Consultants behind plans to build homes on a city golf course have hit back at opponents, claiming it is debt-laden and unsustainable.
North Worcestershire Golf Club, in Northfield, has agreed to sell up to housing developer Bloor Homes, which is expected to mean more than 800 homes being built on the 80-acre site.
The move has been opposed by both Labour and Conservative politicians in the ward, but Andrew Lamb, of property consultancy Harris Lamb which is advising the club, said income is dwindling and it is currently unsustainable.
He said adult male membership fell from more than 400 in 2005 to only 276 last year, meaning income has dipped by £130,000.
This followed an extraordinary general meeting of the club’s members, in which more than 80 per cent of shareholders voted to change the club’s articles to enable alternative use of the course.

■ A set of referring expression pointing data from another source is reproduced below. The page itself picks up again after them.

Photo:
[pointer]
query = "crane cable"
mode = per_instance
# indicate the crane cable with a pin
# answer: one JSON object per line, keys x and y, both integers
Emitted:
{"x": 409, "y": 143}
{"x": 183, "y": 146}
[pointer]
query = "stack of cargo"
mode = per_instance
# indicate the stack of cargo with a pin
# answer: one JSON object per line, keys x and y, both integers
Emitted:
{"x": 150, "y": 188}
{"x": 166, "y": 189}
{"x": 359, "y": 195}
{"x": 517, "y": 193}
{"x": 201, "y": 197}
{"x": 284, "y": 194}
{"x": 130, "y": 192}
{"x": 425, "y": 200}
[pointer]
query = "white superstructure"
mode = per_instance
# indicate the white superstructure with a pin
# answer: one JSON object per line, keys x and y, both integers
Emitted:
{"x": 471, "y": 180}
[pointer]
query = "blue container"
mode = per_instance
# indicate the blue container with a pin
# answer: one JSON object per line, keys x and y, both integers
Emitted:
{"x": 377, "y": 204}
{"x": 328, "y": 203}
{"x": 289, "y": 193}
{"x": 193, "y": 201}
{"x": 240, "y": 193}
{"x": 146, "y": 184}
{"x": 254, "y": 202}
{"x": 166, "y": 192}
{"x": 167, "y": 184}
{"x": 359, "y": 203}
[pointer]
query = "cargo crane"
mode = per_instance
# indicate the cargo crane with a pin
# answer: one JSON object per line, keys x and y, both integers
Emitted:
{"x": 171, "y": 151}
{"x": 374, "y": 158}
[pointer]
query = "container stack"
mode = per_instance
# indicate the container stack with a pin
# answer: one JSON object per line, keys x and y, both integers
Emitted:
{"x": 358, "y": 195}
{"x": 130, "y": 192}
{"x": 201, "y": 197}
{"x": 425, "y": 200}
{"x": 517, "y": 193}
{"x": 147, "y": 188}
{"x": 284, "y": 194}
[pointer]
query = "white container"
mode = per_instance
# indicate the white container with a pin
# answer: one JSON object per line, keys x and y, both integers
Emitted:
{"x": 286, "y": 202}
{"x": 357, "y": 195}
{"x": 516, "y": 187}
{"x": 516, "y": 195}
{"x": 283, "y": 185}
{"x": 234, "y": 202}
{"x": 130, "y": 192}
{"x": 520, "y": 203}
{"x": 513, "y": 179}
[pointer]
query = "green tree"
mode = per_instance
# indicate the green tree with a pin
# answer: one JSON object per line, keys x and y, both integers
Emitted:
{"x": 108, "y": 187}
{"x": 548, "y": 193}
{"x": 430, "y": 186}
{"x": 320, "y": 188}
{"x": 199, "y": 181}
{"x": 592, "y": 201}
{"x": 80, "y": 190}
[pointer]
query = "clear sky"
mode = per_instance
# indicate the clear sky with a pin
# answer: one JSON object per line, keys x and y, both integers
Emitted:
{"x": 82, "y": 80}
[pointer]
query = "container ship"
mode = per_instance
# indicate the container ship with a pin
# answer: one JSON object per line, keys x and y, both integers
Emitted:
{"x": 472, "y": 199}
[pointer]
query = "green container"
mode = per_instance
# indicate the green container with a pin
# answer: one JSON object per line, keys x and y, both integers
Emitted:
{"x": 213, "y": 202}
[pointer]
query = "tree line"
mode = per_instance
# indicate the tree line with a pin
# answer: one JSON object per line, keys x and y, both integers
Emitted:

Mr Lamb said: “The club has tried discounted membership, course improvements, and special offers to attract new members and visitors but I’m afraid, with over £350,000 per year needed to simply break even and 80 per cent of their income coming from membership fees, they’ve been fighting a losing battle.
“When you also factor in the ageing profile of members with over 70 per cent over 65 and very few between 26 and 35, a further decrease in membership is absolutely certain. To put it starkly, the club is simply unsustainable.”
Hundreds of signatures have been collected on a petition against the proposals and Birmingham Northfield Labour MP Richard Burden has also opposed the development on his website.
He said: “There is indeed a pressing need for more homes to be built in our area. However, that doesn’t mean that all open spaces are suitable for such development. There are a range of reasons why I do not believe the golf course would be suitable for house building – not least the importance of open space in that part of Birmingham and the flood risk which could follow this kind of building on high ground.”
Conservative parliamentary candidate for Northfield Rachel Maclean told the Post she had been made aware of concerns from local residents.
She said: “We are reacting to people’s concerns. We have put our own surveys out there and the residents are concerned about the adverse impact to the area.
“Flooding has been raised as a concern. I don’t know if that is an issue, but it is steep there.”
However, Mr Lamb said the board members are seeking assurances that a significant part of the site will be used for a range of community facilities and benefits alongside any proposed housing.
This could include playing fields, footpaths, cycle-ways and extensive public open space that could be enjoyed by all local people.
He said local councillors and other politicians were informed of the dire financial situation over 12 months ago but, despite promises of assistance, the club’s difficulties have since deteriorated further.
In a statement, Harris Lamb added: “As a result, the club is in serious and worsening debt and, with a looming threat of liquidation, finds itself with no other realistic option but to consider the sale the site for development.
“The club is consequently negotiating the sale for residential development to national house builder, Bloor Homes.”